Yunanistan’da erken seçimlerin, daha da önemlisi sol eğilimli SYRIZA’nın bu seçimleri kazanarak hükümeti kurma olasılığının gündeme gelmesi, Avrupa Birliği projesinin yumuşak karnını gözler önüne serdi: Avrupa Birliği ülkelerinin hükümetleri, bir ekonomik bütünleşme, benzeşme, giderek bir tür siyasi birlik oluşturmak istiyorlar, ama bu projeyi sahiplenecek, savunacak bir ortak Avrupalı kimliği, bir Avrupa vatandaşlığı bir türlü oluşamıyor. Geçen hafta, Financial Times’da, Gideon Rachman’ın da vurguladığı gibi, “seçmen bu projenin öndeki en büyük engel”
 
AB projesinin yumuşak karnı
Diğer taraftan, birçok devleti birden bir ortak proje için hareket ettirmeye sıra gelince, olmazsa olmaz bir hegemonya ilişkisi sorunu var. Bu hegemonya, liderlik ilişkisi istikrara kavuşmadan projeyi ilerletecek adımları atmak bir yana, saptamak bile neredeyse aşılmaz bir engele dönüşüyor.

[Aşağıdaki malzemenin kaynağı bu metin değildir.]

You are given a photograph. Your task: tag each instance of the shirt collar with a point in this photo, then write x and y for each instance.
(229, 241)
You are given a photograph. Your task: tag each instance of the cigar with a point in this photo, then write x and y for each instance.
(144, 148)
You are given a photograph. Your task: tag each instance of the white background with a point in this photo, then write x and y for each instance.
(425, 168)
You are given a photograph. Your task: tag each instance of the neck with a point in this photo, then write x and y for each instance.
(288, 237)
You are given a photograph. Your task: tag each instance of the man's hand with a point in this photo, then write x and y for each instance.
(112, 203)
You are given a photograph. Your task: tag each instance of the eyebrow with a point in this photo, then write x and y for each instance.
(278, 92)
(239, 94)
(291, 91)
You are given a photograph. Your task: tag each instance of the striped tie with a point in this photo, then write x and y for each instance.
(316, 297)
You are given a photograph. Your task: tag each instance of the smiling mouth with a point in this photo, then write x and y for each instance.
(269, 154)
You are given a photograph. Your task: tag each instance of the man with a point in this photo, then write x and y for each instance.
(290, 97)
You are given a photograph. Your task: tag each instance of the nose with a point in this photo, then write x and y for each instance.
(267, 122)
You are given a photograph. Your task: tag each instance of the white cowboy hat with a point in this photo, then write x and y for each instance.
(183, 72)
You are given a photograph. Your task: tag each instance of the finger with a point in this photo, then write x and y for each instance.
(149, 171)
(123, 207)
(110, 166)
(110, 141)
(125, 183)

Mali kriz, Avrupa Birliği projesinin ekonomik boyutu içine gizlenmiş olan egemenlik- bağımlılık (emperyalizm) ilişkilerini açığa çıkardı. Böylece bu ilişkinin “egemenler” kısmını oluşturan birkaç ülke içinde liderlik konumuna oturmaya başlayan Almanya’nın, bu emperyalist ilişkinin bağımlılık kısmındaki ülkelerin ekonomilerini, nasıl sermaye ve mal ihracı yoluyla kendi ekonomisini ayakta tutmak için kullandığını, bu arada borçlandırarak AB projesinin hegemonya sorununu çözmekte kendisinden yana çalışacak mali şiddet ve şantaj araçlarını ürettiğini ortaya çıkardı. Böylece, krizdeki ülkelerin halklarının Almanya’nın liderliğini benimsemesi, hükümetlerinin de Almanya’nın dayattığı ekonomik politikaları izlemesi daha da zorlaştı. 

(...)

Pegida ve hegemonya
Dün “ABD hapşırırsa dünya nezle olur” denirdi. Bugünlerde “Almanya hapşırdığında tüm Avrupa Birliği nezle oluyor” demek olanaklı. Bu nedenle, Pegida (“Batı’nın Müslümanlaşmasına karşı yurtsever Avrupalılar”), sağ popülizmin en son, bence dikkate değer örneğini oluşturuyor.